And then she saw her mother’s face, felt her cool hand on her sweating forehead.
Mam?
She was wearing the flowery wrap-around pinny she always wore.

Shush now, Mary. Winifred smiled at her. She smelt the blend of carbolic soap and lavender. You’ll be fine. She was leaning over Mary.

But then she was gone and it was Peter parting her legs, looking at her. ‘You should push now.’ His voice was low but definite. ‘Mary? Now push.’

‘The midwife?’ Mary gripped hold of one of the cushions and pulled it over her face and screamed into it. Soon it became a rhythm of pain and release. With each contraction she felt the increasing fullness between her legs. And then there was a sudden rush of pressure.

‘It’s a boy.’ She heard the smile in his voice but the pains increased again.

Another voice. Not Mam’s, not a voice in her head, another presence following a waft of air.

‘Mary? Nurse Patterson. I’m here now.’ The midwife tried to bustle Peter from Mary’s side but he didn’t move.

‘The ambulance?’ He questioned her, his old authority emerging.
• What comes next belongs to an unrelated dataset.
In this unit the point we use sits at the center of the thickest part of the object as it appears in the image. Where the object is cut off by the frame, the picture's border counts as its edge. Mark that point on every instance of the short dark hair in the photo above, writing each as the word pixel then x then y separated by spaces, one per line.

‘I’m afraid we’re on our own. Two of them are already out on calls and the third has mechanical problems, I believe.’ She smiled briskly at Mary. ‘Now mother, let’s see what’s going on here.’ She rifled through her case to find gauze, clamps and scissors. ‘You can go now,’ she said to Peter, preparing the cord.

‘I will cut it,’ he said.

‘No, father, this is my job.’ She looked askance at him.

‘I know how to do this.’ He didn’t explain any more. ‘And, as you say, I am the father.’

‘Well!’

Smiling, carefully taking the scissors, he slowly cut through the umbilical cord between his wife and his child and lifted the baby onto Mary’s chest. She cupped her son’s head.

Nurse Patterson sniffed, resentful. She started to speak but then Mary panted, ‘I need to push.’

‘It’s the placenta.’ The midwife glared at Peter. ‘You will allow me?’

‘I will take our son.’ He reached over to the fireguard and pulled down the towel that had been warming.

Mary only had time to hand the baby to him before the scream erupted from her.

Nurse Patterson quickly examined her. ‘It’s not the placenta, there’s another baby.’ She looked shocked for a moment and then glanced at Mary and smiled. ‘Well, we didn’t see that coming, did we mother? You’re having twins, my dear. Next contraction, push.’

Mary threw her head back against the cushions and rode the wave of pain as the baby slid out with a tiny cry.

‘It is a girl.’ Peter gazed enthralled at the child in the midwife’s hands.

Taking advantage of his bewilderment, she laid the baby on Mary and clamped the cord in two places. At the last moment he realized what she was doing and, holding out his hand, he said, ‘Please?’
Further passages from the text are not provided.